This works for websites and also for documents like PDFs. In order for everyone to see the same annotations for the same PDF (even when you get your copy by email) hypothesis uses a unique identifier for the file. For PDF files this identifier is part of the format (I think). For more details on how hypothesis uses it checkout https://web.hypothes.is/help/how-hypothesis-interacts-with-document-metadata/#what-happens-when-urls-change
One idea on how to get similar functionality for notebooks would be to add a unique identifier to the metadata of the notebook and for renderers (classic notebook, jupyter lab, nteract, nbpreview) that want to allow annotations to then render something like a <link rel="canonical" href="http://notebooks.jupyter.org/<identifier-for-the-metadata>" in the HTML they generate.
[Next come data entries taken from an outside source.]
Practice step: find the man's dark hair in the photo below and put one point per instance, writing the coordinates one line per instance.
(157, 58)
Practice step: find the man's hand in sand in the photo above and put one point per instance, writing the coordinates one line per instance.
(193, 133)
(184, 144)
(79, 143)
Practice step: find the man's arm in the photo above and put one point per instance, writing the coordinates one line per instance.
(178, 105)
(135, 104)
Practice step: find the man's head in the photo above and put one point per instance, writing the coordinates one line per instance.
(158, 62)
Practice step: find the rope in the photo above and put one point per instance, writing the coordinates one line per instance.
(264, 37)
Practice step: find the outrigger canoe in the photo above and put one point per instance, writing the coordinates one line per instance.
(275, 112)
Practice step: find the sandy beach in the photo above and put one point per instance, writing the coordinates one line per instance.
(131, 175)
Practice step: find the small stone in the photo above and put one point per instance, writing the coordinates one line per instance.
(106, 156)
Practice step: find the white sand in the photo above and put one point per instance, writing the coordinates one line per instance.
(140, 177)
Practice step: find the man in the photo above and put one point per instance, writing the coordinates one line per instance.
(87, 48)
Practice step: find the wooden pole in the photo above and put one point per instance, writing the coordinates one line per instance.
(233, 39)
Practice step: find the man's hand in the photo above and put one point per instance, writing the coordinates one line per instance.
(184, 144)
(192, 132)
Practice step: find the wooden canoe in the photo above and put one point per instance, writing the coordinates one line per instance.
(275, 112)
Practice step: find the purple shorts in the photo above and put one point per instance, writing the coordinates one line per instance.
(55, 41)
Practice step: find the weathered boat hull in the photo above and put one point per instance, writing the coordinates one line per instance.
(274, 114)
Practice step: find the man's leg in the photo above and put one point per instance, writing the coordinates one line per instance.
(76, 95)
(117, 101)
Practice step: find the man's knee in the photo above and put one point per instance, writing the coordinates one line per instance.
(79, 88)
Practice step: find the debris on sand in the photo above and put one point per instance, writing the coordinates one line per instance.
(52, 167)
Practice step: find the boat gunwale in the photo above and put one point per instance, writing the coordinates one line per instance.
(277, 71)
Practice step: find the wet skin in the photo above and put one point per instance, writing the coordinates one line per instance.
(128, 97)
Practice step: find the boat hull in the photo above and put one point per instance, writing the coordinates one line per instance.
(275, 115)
Or maybe a meta tag is better than using a canonical as the canonical link is also looked at by search engines.
How would you generate this unique identifier? Maybe it is enough to generate a random 32byte value when the notebook is created. For those who are interested the code that PDF.js uses to generate the fingerprint for PDFs is here.
What do you think of adding a extra field in the metadata and setting it to a random value on document creation? Then rendering that in the HTML version of a notebook so annotation tools can use it as identifier?
There are two levels at which identifiers in a Jupyter notebook might interact usefully with annotation software.
Element level. Fernando Perez suggested, some years ago, that per-node identifiers could be important. A t the time, as I recall, they didn’t exist. But anyway the idea is that while anchoring annotations to selections of text in a rendered notebook, by default Hypothesis will do it based only on the position of the target selection in the stream of rendered text, and on the target text itself, surrounded by a prefix/suffix context window. Maybe that’s fine, but it could be interesting to anchor annotations relative to nodes in the notebook, if they are identified, and depending on how that identification surfaces in the rendered page. If none of this is readily available, then the notebook is just a web page from Hypothesis’ point of view, and it deals with it in the way it normally does.
Document level. Here we want URL-independent identifiers. There’s no need to follow the PDF fingerprint model, something human-readable would be better. I would not recommend rel=“canonical” but rather the dc.identifier/dc.relation.ispartof metadata pair described here: https://web.hypothes.is/help/how-hypothesis-interacts-with-document-metadata/#what-happens-when-urls-change. The two parts combine, and you can use the identifier/relation pair however makes sense.
Making the annotations independent of matching the HTML would be nice so that they end up in the same place across UIs (they presumably generate different enough HTML).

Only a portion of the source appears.